Giant Santa Claus at Porter Chevrolet in Dallas, Texas in December 1953

When Porter Chevrolet opened at 5526 East Mockingbird, it asked and got permission from the Dr Pepper Company to use in its ads the statement, “Just across the street from the Dr Pepper Company.”

Then came that big Porter Santa Claus, the one sitting on the roof. It landed on front pages as far away as Atlanta and New York. People came from all over. And cars streamed past it down Mockingbird.

A papier-mache Santa Claus so large, in fact, that he’ll be holding a full-sized automobile in his lap.

Big Santa was the offspring of Big Tex: Porter’s Christmas ornament was designed by none other than Jack Bridges, the very same man who, at the request of then-State Fair president R.L. Thornton in 1951, transformed a 49-foot-tall Santa from Kerens, Texas, into Big Tex. Bridges and a squadron of 11 assistants would spend some two months on the project, which presented several engineering problems – all of which were exacerbated, Bridges said, “because Santa is sitting down.”

Wrote the legendary Frank X. Tolbert: “Biggest chore is coupling Santa’s bent-over torso to his fat steel legs. The head, with its six-foot sweep of a beard, and the legs and the great boots (each boot top will be level with the roof of the building) will be hauled from Bridges’ studio at 3226 East Illinois to the motor company on trucks. The torso will be put on wheels and towed.”

Much of the papier-mache work had to be done outdoors, in the studio’s yard. Santa was too big; so too the problems. Said Bridges, “One of the little ones is getting the expression just right around Santa’s mouth and eyes so the kids will love him.”

But mere hours after Santa took his place, tragedy.

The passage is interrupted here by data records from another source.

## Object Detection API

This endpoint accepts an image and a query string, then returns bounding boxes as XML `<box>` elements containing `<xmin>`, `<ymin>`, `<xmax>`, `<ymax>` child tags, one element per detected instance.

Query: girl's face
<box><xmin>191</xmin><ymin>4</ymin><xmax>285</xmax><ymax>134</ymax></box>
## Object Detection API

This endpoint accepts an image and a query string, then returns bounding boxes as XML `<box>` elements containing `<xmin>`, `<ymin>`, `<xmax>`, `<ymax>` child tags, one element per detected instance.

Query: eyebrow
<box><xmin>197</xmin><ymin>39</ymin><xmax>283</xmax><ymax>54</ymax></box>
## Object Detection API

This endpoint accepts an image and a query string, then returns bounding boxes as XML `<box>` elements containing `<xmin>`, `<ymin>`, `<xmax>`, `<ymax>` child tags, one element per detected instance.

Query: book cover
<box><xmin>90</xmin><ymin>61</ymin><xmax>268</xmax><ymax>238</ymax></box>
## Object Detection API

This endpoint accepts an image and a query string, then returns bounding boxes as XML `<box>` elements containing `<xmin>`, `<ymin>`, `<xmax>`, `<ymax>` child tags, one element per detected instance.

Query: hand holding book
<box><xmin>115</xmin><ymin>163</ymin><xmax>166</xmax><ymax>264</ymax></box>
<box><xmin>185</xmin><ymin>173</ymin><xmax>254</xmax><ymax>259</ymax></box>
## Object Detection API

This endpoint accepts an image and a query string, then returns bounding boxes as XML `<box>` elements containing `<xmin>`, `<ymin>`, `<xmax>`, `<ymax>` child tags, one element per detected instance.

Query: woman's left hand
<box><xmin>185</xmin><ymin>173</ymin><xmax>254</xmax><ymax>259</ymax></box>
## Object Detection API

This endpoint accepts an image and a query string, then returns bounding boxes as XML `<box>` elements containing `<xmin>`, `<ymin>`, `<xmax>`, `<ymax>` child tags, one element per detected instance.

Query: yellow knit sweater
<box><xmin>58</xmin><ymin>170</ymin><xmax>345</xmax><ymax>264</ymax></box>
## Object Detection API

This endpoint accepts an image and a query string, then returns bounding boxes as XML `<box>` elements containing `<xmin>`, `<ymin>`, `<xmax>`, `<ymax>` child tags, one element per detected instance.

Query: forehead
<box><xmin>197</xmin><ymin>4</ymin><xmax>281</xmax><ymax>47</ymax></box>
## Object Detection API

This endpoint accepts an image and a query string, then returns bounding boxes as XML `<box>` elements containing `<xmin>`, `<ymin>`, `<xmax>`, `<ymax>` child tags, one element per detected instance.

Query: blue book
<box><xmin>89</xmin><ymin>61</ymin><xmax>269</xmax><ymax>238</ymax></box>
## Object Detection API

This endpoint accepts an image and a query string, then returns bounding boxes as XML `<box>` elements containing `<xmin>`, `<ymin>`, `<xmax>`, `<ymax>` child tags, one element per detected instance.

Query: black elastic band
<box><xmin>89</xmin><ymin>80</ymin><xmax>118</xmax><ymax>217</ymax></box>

In late November 1953, Jack Bridges’s biggest nightmare had come true: He could not move Santa Claus. A truck big enough to transport an 82-foot figure of Santa Claus can’t be found in Dallas. And so the pieces had to be hauled separately: The torso was put on wheels and trucked across town, while the other pieces were loaded into vehicles for the long haul to the dealership located across the street from the Dr Pepper plant. At which point he was finally assembled.

On December 9, a Wednesday, his head was put on – the final piece at last in place. Santa Claus had come to town, a Chevy perched in his lap.